Metastatic human breast cancer cells (MCF-7 and MDA-MB-231 cell lines) used in the test were purchased from American Type Culture Collection (ATCC). Cells were cultured in Dulbecco’s modified Eagle’s medium (DMEM; Gibco) supplemented with 10% fetal bovine serum (FBS; HyClone) and 100 U/mL penicillin and streptomycin (Gibco) at 37 °C in 5% CO2.

Device fabrication

Photolithography was used to fabricate the master molds. Briefly, mold 1 of layer 1 for cell loading and pressure operation was fabricated by SU8 (MicroChem, USA) with two heights. Then, the mixture (A:B = 8:1) of prepolymer polydimethylsiloxane (PDMS) was spin-coated on the mold of layer 1 with a height of approximately 50 μm and cross-linked at 70 °C for 2 h. Mold 2 of layer 2 for a 5% CO2 supply was also fabricated by SU8 with a height of 40 μm. A mixture (A:B = 12:1) of PDMS was cast on the mold of layer 2 with a height of approximately 8 mm and cross-linked at 70 °C for 2 h.

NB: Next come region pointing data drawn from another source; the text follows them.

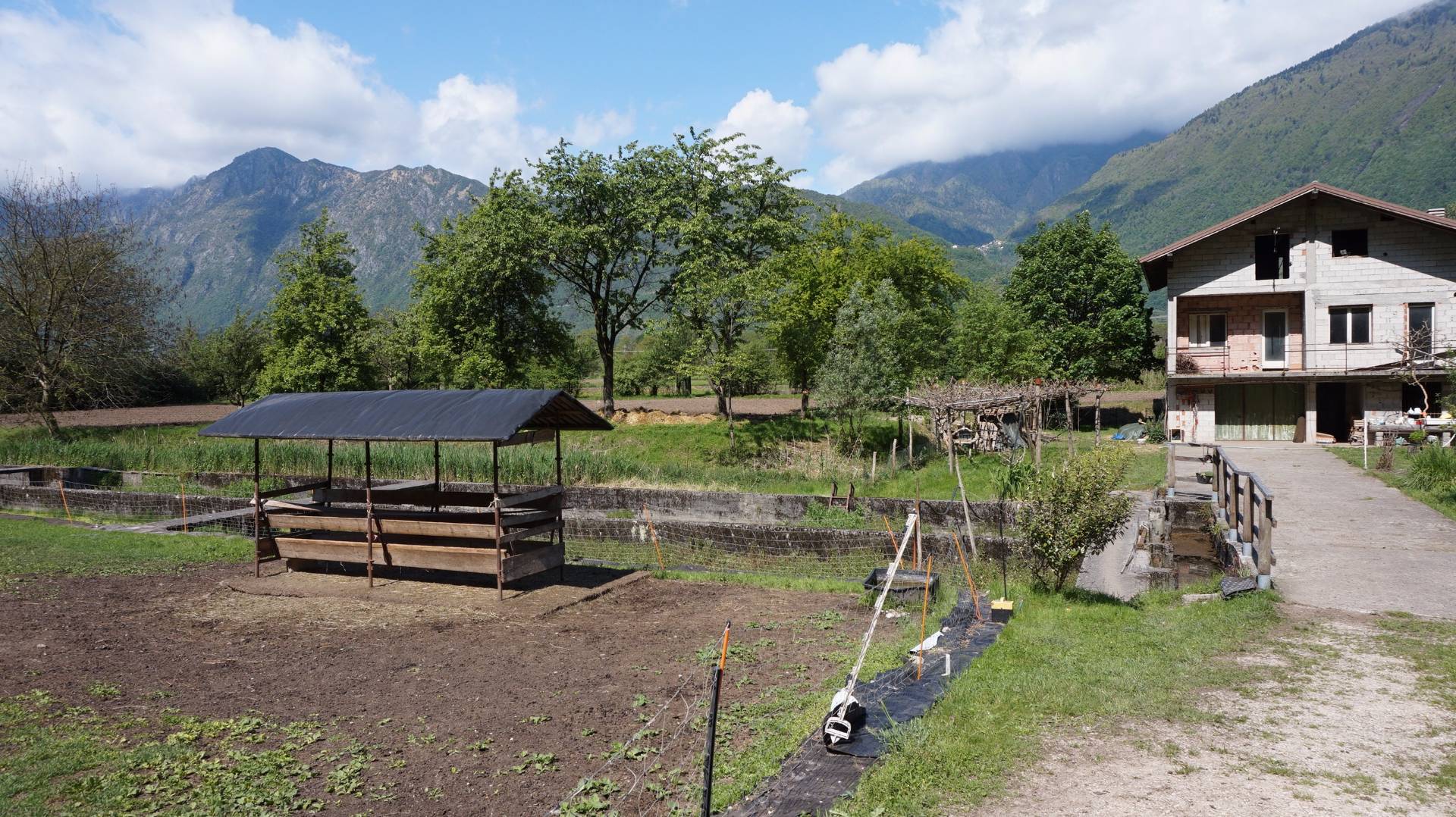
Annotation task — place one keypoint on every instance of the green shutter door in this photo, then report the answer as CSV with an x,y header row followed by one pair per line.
x,y
1228,412
1289,405
1258,412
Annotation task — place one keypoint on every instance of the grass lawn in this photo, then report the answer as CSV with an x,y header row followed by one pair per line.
x,y
1443,501
1063,660
36,546
775,456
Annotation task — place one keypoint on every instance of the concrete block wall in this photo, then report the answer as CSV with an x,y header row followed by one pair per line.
x,y
1244,319
1407,262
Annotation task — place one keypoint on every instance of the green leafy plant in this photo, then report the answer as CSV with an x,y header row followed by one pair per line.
x,y
1072,512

Then, the PDMS layer on mold 2 was peeled off and bonded to layer 1 by air plasma, as shown in Fig. 1A. After peeling off the bonded PDMS piece from mold 1 and punching the inlets and outlets, the PDMS piece was bonded to the glass slide by air plasma. Once the PDMS chip was sealed against the glass slide, the device was placed in an oven at 70 °C overnight to improve bonding quality before use.

Experiments and analysis

Before the experiments, the device was exposed to UV and degassed in vacuum for 30 min for sterilization. We used 0.25% trypsin–EDTA solution to dissociate MCF-7 cells at 37 °C for 3 min. These cells were resuspended to a concentration of 105/mL in normal medium. Cells were loaded into the device through the inlets and trapped into capillary-shaped microvessels for 15 min under fixed pressure (50 mbar). Then, the sample positions were picked up under a Nikon Ti microscope with a standard dry objective (Nikon LWD 40×/0.55 Ph2 ADL) after stopping the air-pressure pump to ensure the recovery of trapped cells (approximately 10 min). After setting different pressures for different channels by a four-channel pressure operator (Fluidic controller, MesoBiosystem, China), the microscope system captured images at 2 min per frame in the regions of interest. The zoom knob was set to 1.5× for more magnification. Experiments typically lasted 4 h. Experimental analysis and cell tracking were performed using custom MATLAB programs.